2. Ein gesetzlicher Forderungsübergang tritt bei Gewährung von Leistungen zur Sicherung des Lebensunterhalts an den Unterhaltsberechtigten unter den allgemeinen Voraussetzungen des § 33 Abs. 1 SGB II ein. Nach § 33 Abs. 1 Satz 1 SGB II geht der Anspruch gegen einen Anderen bis zur Höhe der geleisteten Aufwendungen auf die Träger der Leistungen zur Sicherung des Lebensunterhalts über, wenn bei rechtzeitiger Leistung des Anderen diese Leistungen nicht erbracht worden wären. Darüber hinaus gehen nach § 33 Abs. 1 Satz 2 SGB II Ansprüche gegen einen Anderen auch dann über, wenn und soweit wegen der Berücksichtigung von Kindergeld Leistungen zur Sicherung des Lebensunterhalts nicht unmittelbar an ein Kind, dafür aber an andere Mitglieder seiner Haushaltsgemeinschaft erbracht wurden, die bei rechtzeitiger Leistung des Anderen nicht erbracht worden wären (sog. Kindergeldüberhang). Mit diesem "atypischen" Anspruchsübergang wird dem Umstand Rechnung getragen, dass das gezahlte Kindergeld bei rechtzeitiger Unterhaltszahlung nicht mehr vollständig für die Bedarfsdeckung des Kindes benötigt worden wäre, so dass es zumindest teilweise zur Deckung des Bedarfs anderer Mitglieder der Haushaltsgemeinschaft hätte herangezogen werden können (vgl. Senatsurteil vom 11. Januar 2012 - XII ZR 22/10 - FamRZ 2012, 956 Rn. 28).
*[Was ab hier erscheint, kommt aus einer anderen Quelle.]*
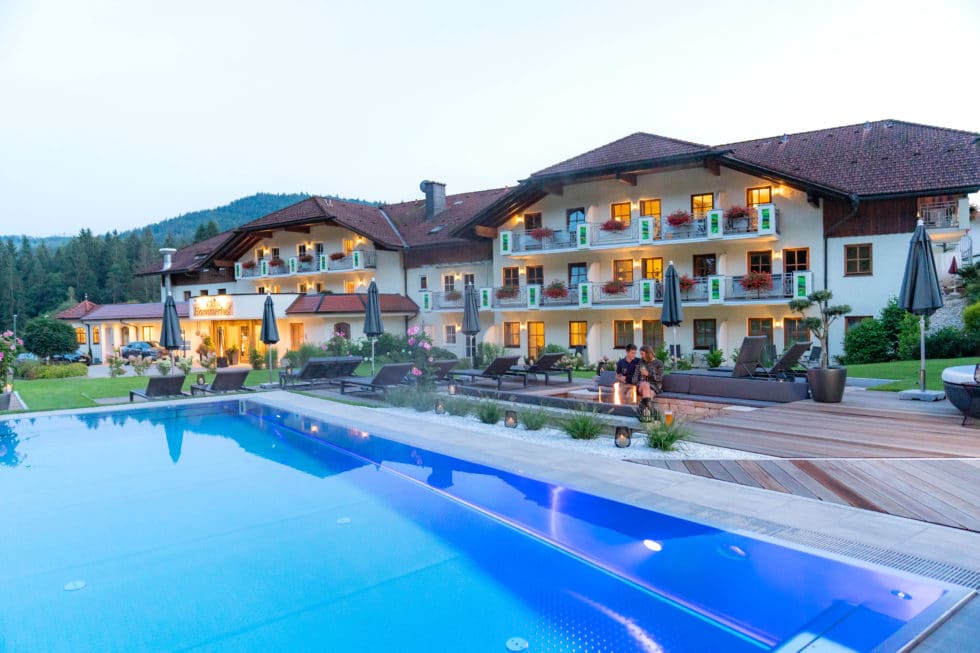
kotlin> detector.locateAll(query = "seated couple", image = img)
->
[616,344,664,404]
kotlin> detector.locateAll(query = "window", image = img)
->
[613,258,633,283]
[748,250,772,274]
[641,320,664,349]
[844,243,871,276]
[783,247,810,274]
[568,263,589,289]
[640,200,660,219]
[609,202,630,224]
[527,322,544,360]
[694,254,718,277]
[613,320,633,349]
[640,256,664,281]
[694,320,718,350]
[844,315,874,333]
[749,317,772,345]
[504,322,521,347]
[783,317,810,349]
[527,265,544,285]
[691,193,715,218]
[568,320,588,347]
[745,186,772,206]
Das Beschwerdegericht geht mit Recht davon aus, dass das Jobcenter unter den hier obwaltenden Umständen jedenfalls im Beschwerdeverfahren auch die besonderen Voraussetzungen für einen auf Kindergeldüberhang nach § 33 Abs. 1 Satz 2 SGB II gestützten Anspruchsübergang durch öffentlich beglaubigte Urkunden nachgewiesen hat. Aus der vom Jobcenter vorgelegten öffentlich beglaubigten Urkunde geht hervor, dass einerseits der Gesamtbedarf des minderjährigen Antragstellers in jedem verfahrensgegenständlichen Monat zwischen November 2013 bis September 2014 den Kindesunterhaltsanspruch überstiegen und dass andererseits die Summe aus Kindesunterhalt und Kindergeld in jedem Monat über dem Gesamtbedarf des Antragstellers gelegen hat. Daraus hat das Beschwerdegericht rechtsbedenkenfrei geschlossen, dass das überschießende Kindergeld bei voller Zahlung des Kindesunterhalts auf den sozialrechtlichen Bedarf der weiteren Mitglieder der Haushaltsgemeinschaft (hier: der Mutter des Antragstellers) angerechnet worden wäre und dies entsprechend niedrigere Leistungen des Trägers der Grundsicherung zur Folge gehabt hätte. Gegen diese ihr günstige Beurteilung erinnert auch die Rechtsbeschwerde nichts.

3. Der Anspruchsübergang ist bei Unterhaltsansprüchen allerdings gemäß § 33 Abs. 2 Satz 3 SGB II ausgeschlossen, wenn und soweit Einkommen und Vermögen der unterhaltsverpflichteten Person das nach §§ 11 bis 12 SGB II zu berücksichtigende Einkommen und Vermögen nicht übersteigen. Durch diese Vorschrift soll der Unterhaltspflichtige in gleicher Weise wie der Leistungsempfänger geschützt werden. Ihr liegt in verfassungsrechtlicher Hinsicht der Gedanke zugrunde, dass der Unterhaltspflichtige im Hinblick auf Achtung und Schutz seiner Menschenwürde und das Sozialstaatsprinzip durch den Rückgriff des Staates auf die Unterhaltsforderung des Leistungsempfängers nicht selbst zum Empfänger staatlicher Leistungen werden soll (vgl. Senatsbeschluss BGHZ 198, 305 = FamRZ 2013, 1962 Rn. 12 mwN).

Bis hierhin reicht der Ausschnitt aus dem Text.